03 octobre 2010

L'Oeil du Sens du client (2) : Théâtre de l'atelier

Charles Péguy disait cette phrase magnifique : "Une âme morte est une âme complètement habituée".

C'est à ce moment dans le spectacle -que je vous recommande- de Fabrice Luchini lisant des textes de Philippe Muray au Théâtre de l'atelier cet après-midi, que je me suis dit que Charles Péguy avait raison.

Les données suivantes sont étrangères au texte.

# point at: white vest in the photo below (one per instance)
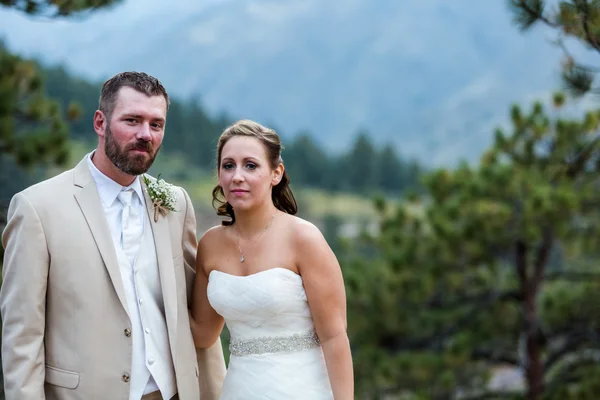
(151, 353)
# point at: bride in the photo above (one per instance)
(272, 278)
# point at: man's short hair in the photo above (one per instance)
(139, 81)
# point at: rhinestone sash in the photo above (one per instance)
(277, 344)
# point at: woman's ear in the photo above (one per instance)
(277, 174)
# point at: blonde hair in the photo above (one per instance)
(282, 195)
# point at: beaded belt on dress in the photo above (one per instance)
(262, 345)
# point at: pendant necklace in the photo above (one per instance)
(243, 253)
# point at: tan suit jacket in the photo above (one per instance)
(66, 332)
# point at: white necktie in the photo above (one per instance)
(131, 226)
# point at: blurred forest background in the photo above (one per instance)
(467, 222)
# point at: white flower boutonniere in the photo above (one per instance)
(162, 195)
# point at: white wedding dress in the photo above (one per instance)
(275, 353)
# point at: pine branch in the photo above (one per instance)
(573, 341)
(541, 257)
(528, 12)
(436, 340)
(461, 301)
(586, 26)
(573, 276)
(494, 356)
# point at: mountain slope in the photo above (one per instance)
(435, 77)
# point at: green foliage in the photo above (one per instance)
(32, 129)
(579, 19)
(494, 266)
(193, 134)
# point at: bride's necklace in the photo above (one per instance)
(237, 233)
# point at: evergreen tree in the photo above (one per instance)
(493, 267)
(579, 19)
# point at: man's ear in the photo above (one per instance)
(100, 123)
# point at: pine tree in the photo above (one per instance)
(579, 19)
(494, 266)
(33, 129)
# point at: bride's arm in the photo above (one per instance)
(205, 322)
(324, 287)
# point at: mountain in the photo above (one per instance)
(433, 77)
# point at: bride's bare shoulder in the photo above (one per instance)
(212, 236)
(304, 232)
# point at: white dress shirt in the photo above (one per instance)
(141, 282)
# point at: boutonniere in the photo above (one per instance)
(162, 195)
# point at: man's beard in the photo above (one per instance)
(129, 163)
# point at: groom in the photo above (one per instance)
(96, 282)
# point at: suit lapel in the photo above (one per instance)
(162, 243)
(91, 207)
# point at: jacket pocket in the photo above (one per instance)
(178, 260)
(61, 377)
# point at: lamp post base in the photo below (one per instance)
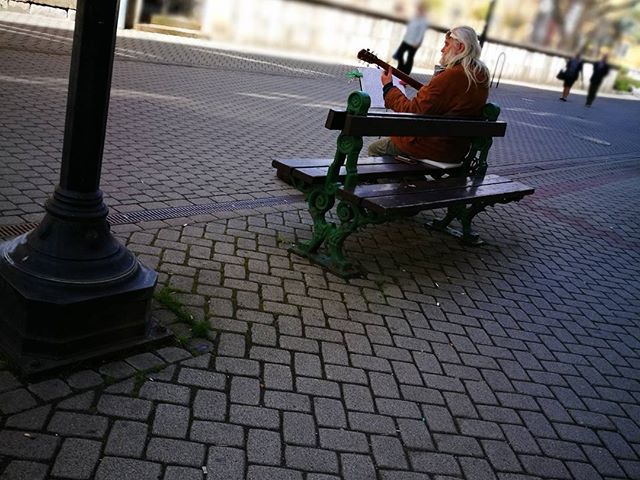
(50, 324)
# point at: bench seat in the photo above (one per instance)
(372, 190)
(409, 198)
(314, 171)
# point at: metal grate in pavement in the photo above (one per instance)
(190, 210)
(8, 231)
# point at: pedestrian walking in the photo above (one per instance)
(600, 70)
(416, 28)
(572, 70)
(461, 89)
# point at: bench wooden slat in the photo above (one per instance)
(288, 164)
(413, 125)
(412, 198)
(365, 172)
(391, 188)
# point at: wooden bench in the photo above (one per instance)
(373, 190)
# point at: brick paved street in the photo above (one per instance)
(514, 361)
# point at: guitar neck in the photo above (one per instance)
(397, 73)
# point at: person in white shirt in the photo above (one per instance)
(412, 40)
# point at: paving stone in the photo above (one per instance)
(544, 467)
(415, 434)
(78, 424)
(224, 463)
(583, 470)
(183, 473)
(201, 378)
(171, 421)
(144, 361)
(30, 446)
(520, 439)
(398, 408)
(329, 413)
(434, 463)
(177, 452)
(371, 423)
(165, 392)
(201, 361)
(457, 444)
(210, 405)
(345, 374)
(237, 366)
(245, 390)
(287, 401)
(299, 429)
(259, 472)
(438, 419)
(117, 370)
(477, 468)
(50, 389)
(357, 397)
(125, 387)
(78, 402)
(388, 452)
(271, 355)
(311, 459)
(501, 456)
(308, 365)
(30, 420)
(231, 345)
(8, 382)
(16, 401)
(21, 470)
(173, 354)
(117, 406)
(77, 458)
(603, 461)
(357, 467)
(264, 447)
(254, 416)
(343, 440)
(278, 377)
(126, 439)
(217, 433)
(115, 468)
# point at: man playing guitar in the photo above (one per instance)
(460, 89)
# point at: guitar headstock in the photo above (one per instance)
(367, 56)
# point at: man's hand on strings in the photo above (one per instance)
(386, 76)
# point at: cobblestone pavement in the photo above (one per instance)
(515, 361)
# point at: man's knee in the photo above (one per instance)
(378, 148)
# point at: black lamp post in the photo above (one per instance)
(487, 22)
(69, 291)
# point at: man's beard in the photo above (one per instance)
(446, 58)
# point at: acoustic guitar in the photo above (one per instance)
(367, 56)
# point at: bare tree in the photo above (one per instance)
(584, 23)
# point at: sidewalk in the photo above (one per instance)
(514, 361)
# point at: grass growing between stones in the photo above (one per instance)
(166, 298)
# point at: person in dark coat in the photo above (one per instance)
(600, 70)
(572, 71)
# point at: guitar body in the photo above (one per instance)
(369, 57)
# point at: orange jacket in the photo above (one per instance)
(446, 94)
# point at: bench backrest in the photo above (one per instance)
(356, 122)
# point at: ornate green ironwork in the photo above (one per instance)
(320, 199)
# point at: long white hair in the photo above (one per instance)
(475, 70)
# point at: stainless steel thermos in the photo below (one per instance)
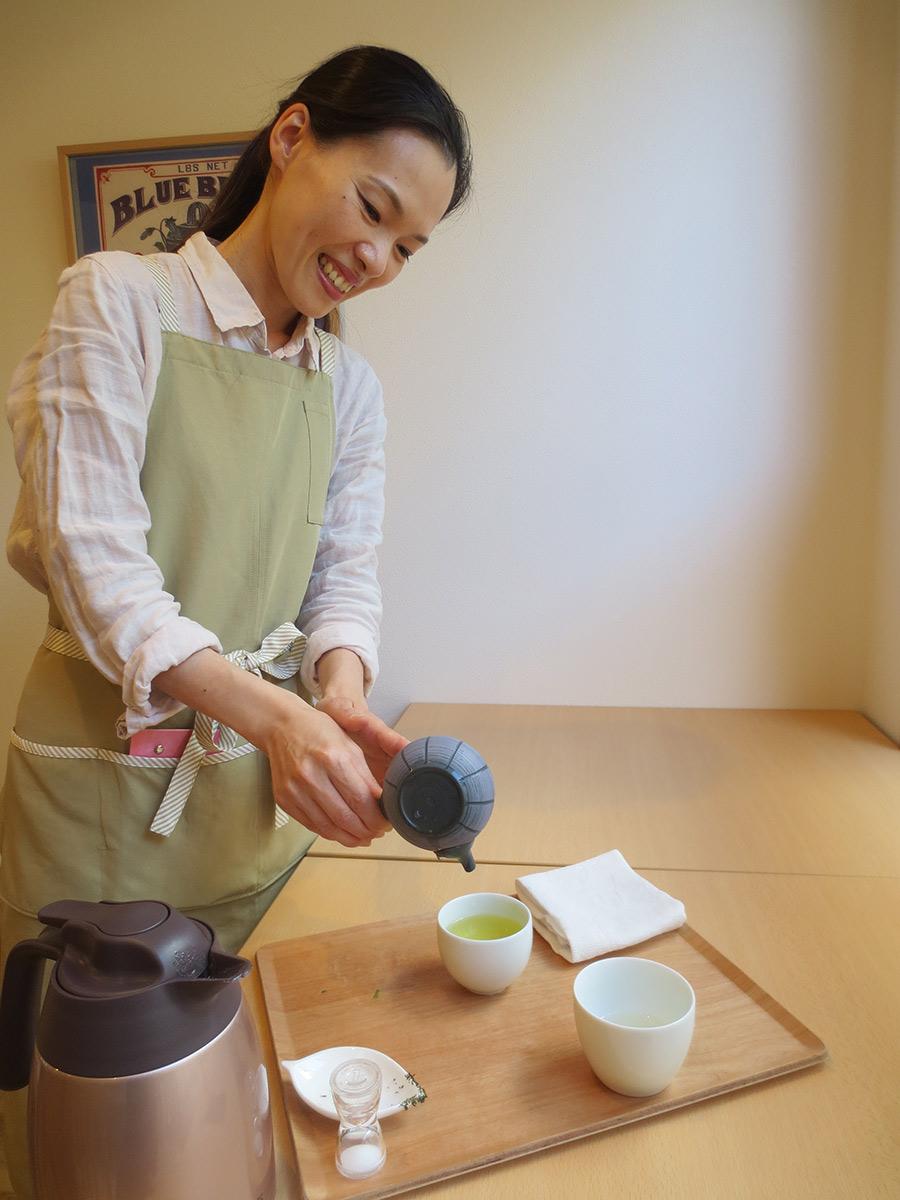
(144, 1069)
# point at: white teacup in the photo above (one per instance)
(635, 1021)
(497, 954)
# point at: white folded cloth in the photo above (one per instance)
(597, 906)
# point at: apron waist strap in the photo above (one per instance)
(279, 657)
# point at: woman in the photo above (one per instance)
(198, 459)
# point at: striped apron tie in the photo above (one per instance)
(279, 657)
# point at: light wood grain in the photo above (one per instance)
(825, 948)
(802, 792)
(383, 985)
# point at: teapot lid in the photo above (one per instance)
(438, 795)
(137, 985)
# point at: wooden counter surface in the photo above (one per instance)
(799, 792)
(825, 947)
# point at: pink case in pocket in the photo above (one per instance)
(161, 743)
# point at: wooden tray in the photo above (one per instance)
(504, 1074)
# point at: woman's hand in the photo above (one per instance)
(319, 772)
(378, 742)
(321, 777)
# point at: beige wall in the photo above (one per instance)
(640, 444)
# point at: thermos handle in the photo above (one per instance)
(21, 1003)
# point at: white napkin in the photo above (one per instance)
(597, 906)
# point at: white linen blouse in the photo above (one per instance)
(81, 522)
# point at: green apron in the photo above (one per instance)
(238, 460)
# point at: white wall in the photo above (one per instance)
(636, 393)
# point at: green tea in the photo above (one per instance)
(485, 927)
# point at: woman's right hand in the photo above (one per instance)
(321, 777)
(319, 774)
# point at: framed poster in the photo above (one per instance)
(142, 196)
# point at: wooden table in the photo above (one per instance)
(822, 941)
(799, 792)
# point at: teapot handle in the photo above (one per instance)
(21, 1003)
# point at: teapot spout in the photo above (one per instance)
(463, 853)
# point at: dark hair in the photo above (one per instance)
(359, 93)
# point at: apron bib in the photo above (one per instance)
(238, 460)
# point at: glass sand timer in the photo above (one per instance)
(357, 1090)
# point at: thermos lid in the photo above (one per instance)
(136, 987)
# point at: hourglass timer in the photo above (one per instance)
(357, 1090)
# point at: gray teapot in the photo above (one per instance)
(438, 795)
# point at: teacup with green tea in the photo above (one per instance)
(485, 940)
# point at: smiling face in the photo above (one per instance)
(339, 220)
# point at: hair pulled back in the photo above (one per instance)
(360, 91)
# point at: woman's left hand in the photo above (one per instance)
(378, 742)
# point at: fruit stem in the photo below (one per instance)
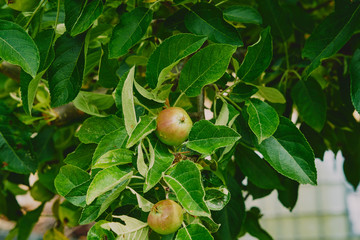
(33, 14)
(178, 99)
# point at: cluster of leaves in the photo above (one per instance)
(256, 65)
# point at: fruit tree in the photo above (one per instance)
(161, 119)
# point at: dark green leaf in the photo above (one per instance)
(106, 180)
(288, 196)
(99, 205)
(168, 54)
(256, 169)
(29, 84)
(242, 14)
(95, 128)
(66, 72)
(97, 232)
(12, 161)
(114, 157)
(252, 225)
(27, 222)
(257, 58)
(205, 137)
(127, 101)
(242, 92)
(263, 119)
(193, 232)
(310, 101)
(107, 71)
(162, 161)
(93, 103)
(205, 67)
(232, 216)
(72, 183)
(146, 126)
(131, 28)
(17, 47)
(89, 13)
(355, 80)
(82, 156)
(217, 198)
(315, 139)
(206, 19)
(289, 153)
(114, 140)
(185, 181)
(271, 94)
(330, 36)
(277, 18)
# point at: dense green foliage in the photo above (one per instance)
(278, 79)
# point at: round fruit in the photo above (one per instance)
(22, 5)
(173, 126)
(165, 217)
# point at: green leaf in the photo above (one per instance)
(310, 101)
(114, 140)
(232, 216)
(168, 54)
(114, 157)
(106, 180)
(131, 28)
(242, 14)
(289, 153)
(355, 80)
(217, 198)
(193, 232)
(185, 181)
(330, 36)
(223, 117)
(54, 234)
(82, 156)
(72, 183)
(140, 161)
(205, 67)
(162, 161)
(257, 58)
(146, 126)
(276, 17)
(107, 70)
(242, 92)
(257, 169)
(100, 231)
(12, 161)
(127, 99)
(149, 95)
(263, 119)
(28, 84)
(17, 47)
(66, 72)
(143, 203)
(94, 129)
(271, 94)
(91, 212)
(132, 229)
(93, 103)
(27, 222)
(89, 13)
(206, 19)
(252, 225)
(289, 195)
(206, 137)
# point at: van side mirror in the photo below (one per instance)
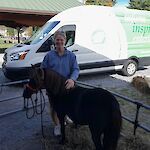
(46, 46)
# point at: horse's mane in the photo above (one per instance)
(54, 82)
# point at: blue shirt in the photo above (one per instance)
(65, 65)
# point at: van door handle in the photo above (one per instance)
(75, 50)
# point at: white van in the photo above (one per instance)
(101, 37)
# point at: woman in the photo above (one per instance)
(64, 62)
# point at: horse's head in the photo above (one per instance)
(35, 83)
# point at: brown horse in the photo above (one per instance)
(97, 107)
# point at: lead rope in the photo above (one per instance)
(34, 106)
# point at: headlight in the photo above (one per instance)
(18, 55)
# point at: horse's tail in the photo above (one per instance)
(112, 134)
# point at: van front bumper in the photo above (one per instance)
(16, 73)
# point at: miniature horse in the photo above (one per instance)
(96, 107)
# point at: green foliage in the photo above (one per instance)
(139, 4)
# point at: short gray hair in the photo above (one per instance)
(59, 33)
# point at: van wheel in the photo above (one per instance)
(129, 68)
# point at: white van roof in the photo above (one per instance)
(83, 12)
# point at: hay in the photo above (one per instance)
(80, 139)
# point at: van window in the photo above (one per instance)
(98, 37)
(47, 45)
(41, 33)
(70, 34)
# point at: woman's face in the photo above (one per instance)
(60, 42)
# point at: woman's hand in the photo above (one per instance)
(69, 84)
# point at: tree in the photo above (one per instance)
(101, 2)
(139, 4)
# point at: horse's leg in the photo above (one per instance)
(62, 123)
(96, 137)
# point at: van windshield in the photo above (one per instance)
(41, 33)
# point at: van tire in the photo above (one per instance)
(129, 68)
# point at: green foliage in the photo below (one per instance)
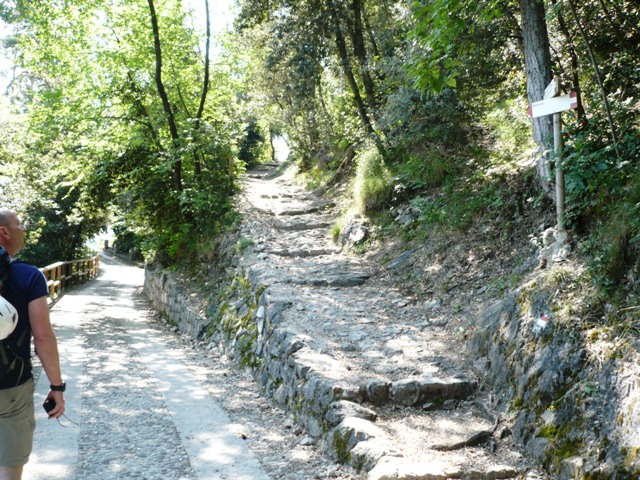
(372, 187)
(252, 147)
(445, 33)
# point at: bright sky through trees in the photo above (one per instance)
(221, 13)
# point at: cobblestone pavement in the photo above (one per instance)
(144, 403)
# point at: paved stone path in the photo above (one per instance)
(358, 335)
(141, 413)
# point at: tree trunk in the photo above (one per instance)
(574, 63)
(596, 70)
(175, 137)
(351, 80)
(537, 58)
(205, 86)
(348, 71)
(360, 51)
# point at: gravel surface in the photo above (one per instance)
(151, 404)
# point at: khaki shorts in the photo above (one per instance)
(17, 424)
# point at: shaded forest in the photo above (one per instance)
(124, 114)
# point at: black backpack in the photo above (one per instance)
(12, 365)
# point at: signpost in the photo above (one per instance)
(552, 104)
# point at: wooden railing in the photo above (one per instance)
(61, 275)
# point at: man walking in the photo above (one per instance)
(26, 289)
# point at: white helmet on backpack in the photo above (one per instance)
(8, 318)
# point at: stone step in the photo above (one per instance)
(341, 280)
(305, 253)
(301, 226)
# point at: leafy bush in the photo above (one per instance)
(373, 187)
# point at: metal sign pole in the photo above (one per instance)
(552, 104)
(557, 146)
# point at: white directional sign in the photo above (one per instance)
(553, 105)
(552, 89)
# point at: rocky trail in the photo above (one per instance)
(379, 381)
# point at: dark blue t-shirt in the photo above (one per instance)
(26, 283)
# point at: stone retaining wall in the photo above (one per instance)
(247, 323)
(244, 325)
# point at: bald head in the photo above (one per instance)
(11, 232)
(6, 216)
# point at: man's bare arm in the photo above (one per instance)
(46, 346)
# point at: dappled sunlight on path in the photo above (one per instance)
(141, 413)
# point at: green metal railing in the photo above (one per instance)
(61, 275)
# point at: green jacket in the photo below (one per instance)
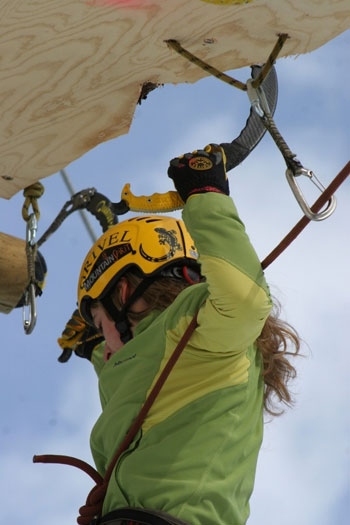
(196, 455)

Cet admirable Dreyfusard, mort glorieusement au combat d'une balle dans la tête, ce grand intellectuel mystique et engagé, aurait-il pu imaginer avec son talent d'essayiste et de poète, qu'un jour lointain, sa phrase sortie de la bouche d'un acteur talentueux sur scène, allait devenir un billet sur un blog traitant de la relation au client, et provoquer un lien évident entre sa pensée et le fait de payer un atroce strapontin à 25 euros, oui je dis bien VINGT CINQ EUROS, Mesdames et Messieurs, pour ne pas pouvoir s'asseoir dans des conditions décentes ?
Non Monsieur Luchini, non Monsieur Peguy, je ne suis pas une âme complètement habituée au fait de payer une telle somme en échange d'un espace exigu et misérable d'inconfort comme en témoigne ma photo, dans un théâtre parisien, sans climatisation qui plus est (ce dont témoigne Fabrice Luchini pendant son spectacle).
Il me semble avoir déjà traité ce sujet sur mon blog il y a déjà longtemps mais cette fois, je demande non seulement le remboursement mais la suppression pure et simple du strapontin Numéro CO4 115C du Théâtre de l'atelier. Qu'il disparaisse à tout jamais avec cette espèce de silence convenu et résigné des spectateurs, qui sous prétexte d'assister entre gens de bonne compagnie à une représentation culturelle, oublient qu'ils sont aussi des clients et qu'ils ont le droit d'écouter Fabrice Luchini lisant Charles Péguy, Friedrich Nietzsche et Philippe Muray dans des conditions de confort acceptables.
"Une âme morte est une âme complètement habituée" est une vraie phrase admirable, n'est-ce pas ?
J'ai bien l'intention de la faire mienne et j'écris dès aujourd'hui un courrier à Madame Laura Pels, Directrice du Théâtre de l'atelier qui appréciera ma prose révoltée.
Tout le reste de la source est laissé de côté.